Michele Serra, il perfetto tramite per farmi capire le difficoltà di essere padre che vuole fare il padre. Io, cresciuto alle fine delle grandi contestazioni, il tramonto degli anni di piombo, i Duran Duran e gli U2, e diventato adulto mentre crollava la prima repubblica, non potevo ricevere regalo migliore.
Lo pensavo leggendo la terza di copertina, sorridente, un sorriso compiaciuto, di chi si sente già appagato alla sola vista del condizionatore, ancor prima di averlo acceso.
E invece dopo qualche pagina ho capito subito di essermi sbagliato, la penna graffiante di Serra, caustica, incisiva, appare subito spuntata. Troppo autocompiacimento, Serra scrive specchiandosi, come Narciso. E fallisce il primo bersaglio.

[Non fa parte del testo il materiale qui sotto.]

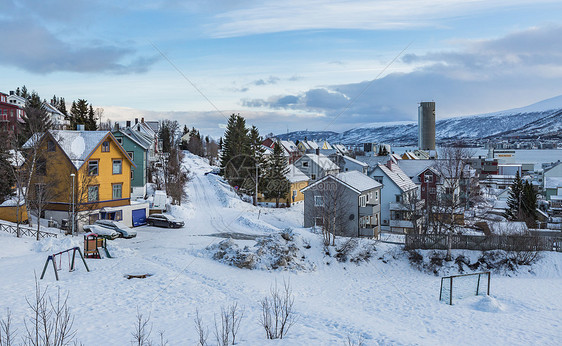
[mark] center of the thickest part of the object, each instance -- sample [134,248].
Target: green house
[137,147]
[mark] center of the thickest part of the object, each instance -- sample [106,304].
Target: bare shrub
[278,313]
[141,334]
[351,341]
[203,332]
[222,329]
[7,335]
[51,322]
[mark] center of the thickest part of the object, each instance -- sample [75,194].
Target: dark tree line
[245,166]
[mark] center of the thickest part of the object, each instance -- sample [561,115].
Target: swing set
[53,259]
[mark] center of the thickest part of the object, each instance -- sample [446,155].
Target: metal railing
[25,231]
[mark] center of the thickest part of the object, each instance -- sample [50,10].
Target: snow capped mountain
[542,119]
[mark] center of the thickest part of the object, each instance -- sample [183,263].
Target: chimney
[389,164]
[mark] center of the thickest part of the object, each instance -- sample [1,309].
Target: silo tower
[426,126]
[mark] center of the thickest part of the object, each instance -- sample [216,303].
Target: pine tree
[514,199]
[236,149]
[78,113]
[529,204]
[91,121]
[257,160]
[277,185]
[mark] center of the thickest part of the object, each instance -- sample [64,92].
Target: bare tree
[141,334]
[278,314]
[51,322]
[202,331]
[7,334]
[454,170]
[331,208]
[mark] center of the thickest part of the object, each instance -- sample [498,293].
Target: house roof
[78,146]
[358,180]
[398,177]
[552,182]
[295,175]
[323,161]
[351,159]
[353,180]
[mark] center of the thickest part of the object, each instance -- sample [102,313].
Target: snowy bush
[276,251]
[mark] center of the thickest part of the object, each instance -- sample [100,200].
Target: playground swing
[53,259]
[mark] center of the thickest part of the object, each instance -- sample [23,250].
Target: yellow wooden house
[85,170]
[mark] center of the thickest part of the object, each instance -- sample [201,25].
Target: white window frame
[318,201]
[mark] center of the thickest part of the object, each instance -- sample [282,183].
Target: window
[117,188]
[117,166]
[41,166]
[318,201]
[93,167]
[93,193]
[363,201]
[318,221]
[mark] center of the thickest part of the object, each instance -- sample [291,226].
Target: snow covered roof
[413,168]
[323,161]
[351,159]
[552,182]
[354,180]
[295,175]
[358,181]
[372,161]
[398,177]
[78,145]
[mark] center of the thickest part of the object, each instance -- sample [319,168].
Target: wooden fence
[25,231]
[483,243]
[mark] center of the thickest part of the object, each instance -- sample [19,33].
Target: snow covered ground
[382,301]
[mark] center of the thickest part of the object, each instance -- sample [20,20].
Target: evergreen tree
[236,149]
[91,122]
[276,183]
[513,211]
[256,160]
[529,204]
[78,113]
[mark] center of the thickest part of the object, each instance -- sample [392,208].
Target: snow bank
[283,251]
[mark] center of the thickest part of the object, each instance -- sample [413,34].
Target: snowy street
[377,302]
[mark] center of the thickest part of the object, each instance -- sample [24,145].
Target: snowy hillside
[374,294]
[540,119]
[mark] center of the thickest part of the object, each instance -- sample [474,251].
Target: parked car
[164,220]
[125,231]
[103,232]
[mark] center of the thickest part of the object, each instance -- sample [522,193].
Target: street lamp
[73,217]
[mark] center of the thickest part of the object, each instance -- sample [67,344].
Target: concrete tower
[426,126]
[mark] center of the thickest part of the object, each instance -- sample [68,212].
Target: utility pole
[73,212]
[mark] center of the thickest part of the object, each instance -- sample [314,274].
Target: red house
[429,179]
[10,114]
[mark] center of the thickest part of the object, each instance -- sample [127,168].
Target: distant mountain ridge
[539,120]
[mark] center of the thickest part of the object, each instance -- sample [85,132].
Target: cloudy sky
[284,65]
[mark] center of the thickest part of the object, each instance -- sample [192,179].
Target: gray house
[316,166]
[347,204]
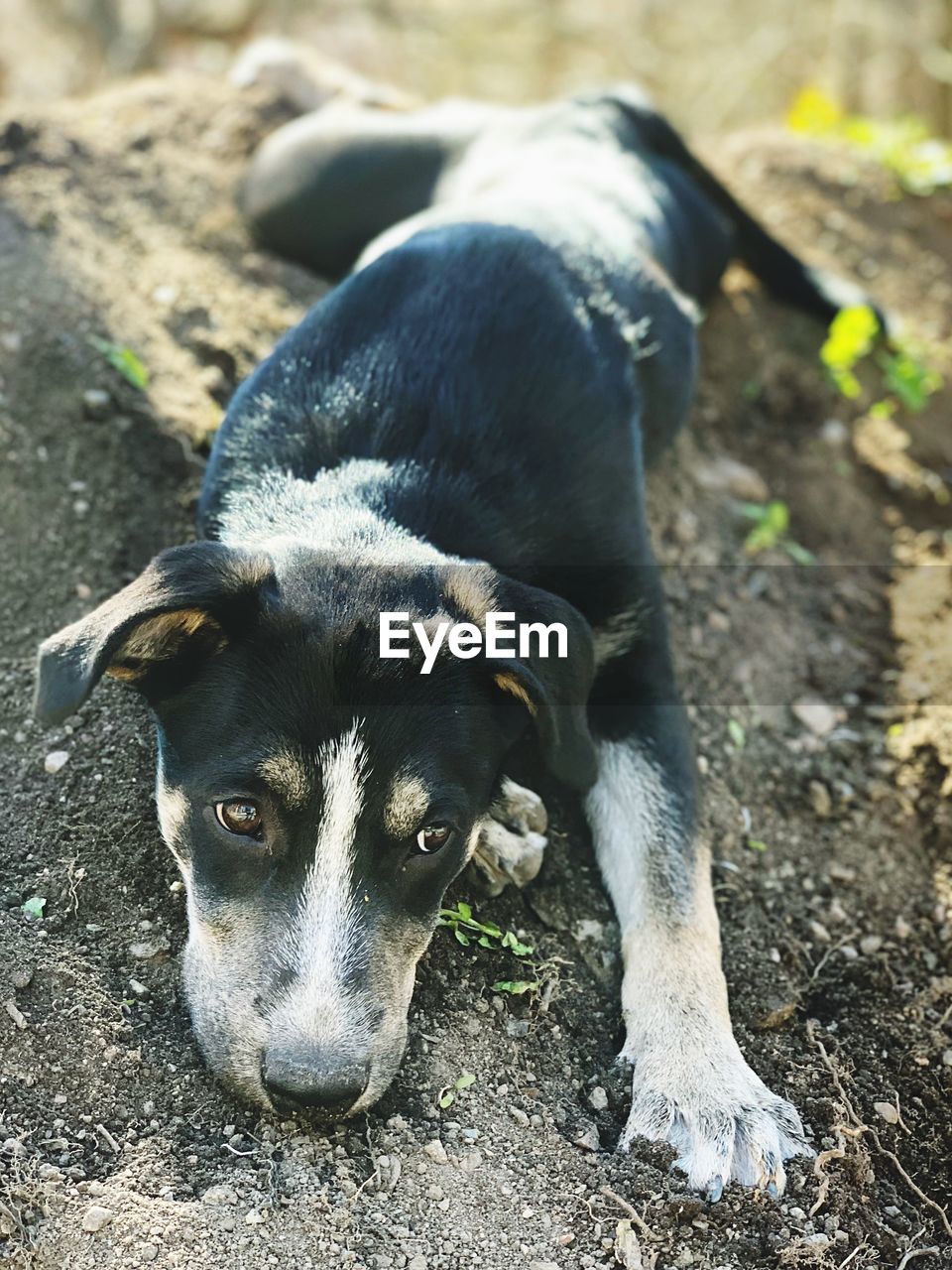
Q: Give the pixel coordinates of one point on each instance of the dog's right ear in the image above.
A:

Intendiamoci, l’autore è un grande giornalista, e non ha certo bisogno che lo dica io. Scrive per il teatro e la televisione, e ha trovato pure l’argomento giusto, il difficile e spesso impossibile, anzi praticamente inesistente, rapporto tra padre e figlio, e il tentativo (disperato? tenero? lucido? tragicomico?) di costruirlo. Ma un libro miei cari è un’altra cosa, qui siamo piuttosto di fronte ad un eccellente articolo pieno di lucide e fulminanti riflessioni, prossime agli aforismi, poi allungato, diciamo pure annacquato, da diverse digressioni, alcune un po’ troppo macchinose, la Grande Guerra Finale e il capitolo sulle felpe Polan&Doompy su tutte.
Altro bersaglio mancato, anche se devo ammettere che non ho capito se Serra lo fa apposta, è la figura del padre che per tutto il romanzo si affanna per stabilire un contatto con il figlio sapendo già di non poter comprendere, ma solo di volere bene incondizionatamente.
In questo tentativo, che poi è il lungo monologo che ci accompagna per poco più di cento pagine, si chiarisce soltanto l’accorata rassegnazione del padre, assoluto protagonista, ma non approfondisce, come secondo me si dovrebbe, la figura del figlio e il libro si dirige in questa lunga corsa in solitario verso un finale, che ahimè odora tanto, lo so la parola che sto per dire è un po’ bruttina, di retorica.
In realtà lo “sdraiato” è novanta gradi avanti rispetto all’ hombre vertical, sa dominare la tecnologia, naviga a vele spiegate su internet, legge, ascolta musica, guarda la tv, chatta, gioca, tutto contemporaneamente. I nostri figli ci surclassano con il loro approccio in parallelo, e noi, abituati a fare una cosa alla volta - non sappiamo iniziarne un’altra se prima non abbiamo finito quello che stiamo facendo - soccombiamo.
Per sopravvivere, non ci resta che provare ad avere con loro un dialogo continuo, a volte scomposto, rumoroso, quasi fuori tempo massimo, e non solo lungo la linea del traguardo come sembra suggerirci il buon Serra.